Benjamin De Boe edited this page Jan 27, 2020 · 24 revisions

The Build Process

This page provides additional detail on what happens as part of the iKnow build process. For step-by-step build instructions, see the README.md file in the main repo.

The Language Models

The iKnow engine relies on Language Models (also known as Knowledge Bases or simply "KB") for its language-specific parsing of sentences. A KB's source is expressed as a set of CSV files, which are not containing outright code but capture linguistic tokens, rules and other metadata specific to a language, plus some comments and sample sentences. These files are maintained under /kb in a human-readable (and editable) source format, usually through simple text editors like Notepad++.
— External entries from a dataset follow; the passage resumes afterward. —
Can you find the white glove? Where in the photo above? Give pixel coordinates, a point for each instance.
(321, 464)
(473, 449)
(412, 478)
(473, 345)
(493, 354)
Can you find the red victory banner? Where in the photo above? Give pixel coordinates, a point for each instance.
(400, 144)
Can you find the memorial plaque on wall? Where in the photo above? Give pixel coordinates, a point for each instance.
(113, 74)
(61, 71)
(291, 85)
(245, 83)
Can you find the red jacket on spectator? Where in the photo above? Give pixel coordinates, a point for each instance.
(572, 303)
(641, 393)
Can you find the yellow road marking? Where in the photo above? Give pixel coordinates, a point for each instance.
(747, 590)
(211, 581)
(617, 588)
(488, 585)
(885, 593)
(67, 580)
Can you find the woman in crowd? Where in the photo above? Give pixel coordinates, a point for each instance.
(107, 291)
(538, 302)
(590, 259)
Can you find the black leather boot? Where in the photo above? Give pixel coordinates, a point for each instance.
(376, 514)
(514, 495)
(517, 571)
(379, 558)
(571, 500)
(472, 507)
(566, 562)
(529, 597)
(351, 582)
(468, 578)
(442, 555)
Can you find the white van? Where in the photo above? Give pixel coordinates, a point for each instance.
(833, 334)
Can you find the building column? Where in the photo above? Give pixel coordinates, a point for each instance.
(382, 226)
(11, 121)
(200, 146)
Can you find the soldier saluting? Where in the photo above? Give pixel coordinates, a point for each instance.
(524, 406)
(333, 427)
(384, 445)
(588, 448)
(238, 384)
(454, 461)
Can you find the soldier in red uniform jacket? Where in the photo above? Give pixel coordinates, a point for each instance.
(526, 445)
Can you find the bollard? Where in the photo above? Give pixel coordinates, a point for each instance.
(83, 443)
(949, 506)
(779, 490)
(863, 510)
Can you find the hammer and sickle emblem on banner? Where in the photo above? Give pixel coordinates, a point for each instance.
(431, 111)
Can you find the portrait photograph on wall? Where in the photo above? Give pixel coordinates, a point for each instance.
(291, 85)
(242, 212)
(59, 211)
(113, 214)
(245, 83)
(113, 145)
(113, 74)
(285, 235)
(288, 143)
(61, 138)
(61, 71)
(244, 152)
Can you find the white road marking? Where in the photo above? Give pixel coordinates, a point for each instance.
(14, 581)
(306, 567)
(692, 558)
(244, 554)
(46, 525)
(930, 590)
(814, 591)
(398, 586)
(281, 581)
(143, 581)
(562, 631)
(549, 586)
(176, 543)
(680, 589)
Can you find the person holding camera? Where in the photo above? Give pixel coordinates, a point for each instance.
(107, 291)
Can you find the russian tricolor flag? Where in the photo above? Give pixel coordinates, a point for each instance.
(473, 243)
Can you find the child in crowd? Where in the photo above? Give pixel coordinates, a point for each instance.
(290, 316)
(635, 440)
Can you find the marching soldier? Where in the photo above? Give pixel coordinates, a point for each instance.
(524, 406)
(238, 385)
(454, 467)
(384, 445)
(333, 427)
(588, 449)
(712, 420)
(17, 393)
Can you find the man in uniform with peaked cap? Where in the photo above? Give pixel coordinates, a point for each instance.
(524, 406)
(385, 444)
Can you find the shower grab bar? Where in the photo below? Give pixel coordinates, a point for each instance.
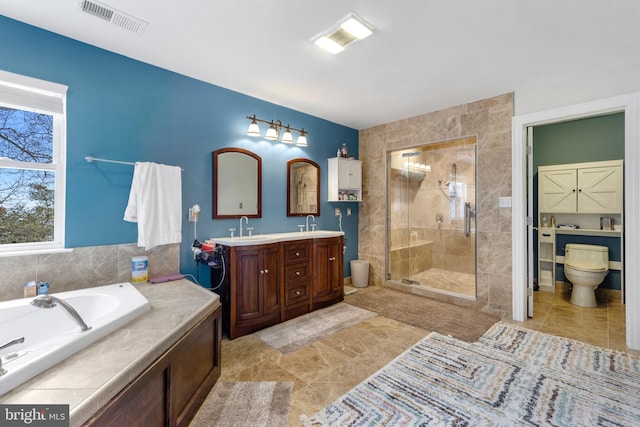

When accumulated language model edits to the files in /kb represent a comprehensive update, it's time to compile them ahead of a full iKnow engine build. Compiling the language models means transforming them from CSV format into a collection of artefacts the iKnow engine can use at runtime:

  • Data in lexrep.csv is compiled into a C++ state machine that ends up in .inl files in /modules/aho/inl/<language>/lexrep/, enabling high-performance matching of input text to the linguistic tokens on which iKnow bases its parsing
  • Data in the other csv files gets loaded as shared memory dumps to enable efficient runtime loading

⚠️ This compilation process is currently implemented in ObjectScript and involves a manual step. Work in progress aims to translate this to a standalone process implemented in C++ or Python

The Delve toolkit provides mechanisms to load these CSV files into a dynamically-generated language model in order to hand-test them during development without having to wait for a full kit build. Note also that KBs (and specifically the vocabulary the use to express rules and labels) depends on features being made available in the engine.

The Code

Once the Language Models are compiled into .inl files in /modules/aho/inl/, a regular C++ build (through Visual Studio .sln or a Makefile) turns the full codebase into the required .dll or .so files. See here for an introduction on the important sections of our source code.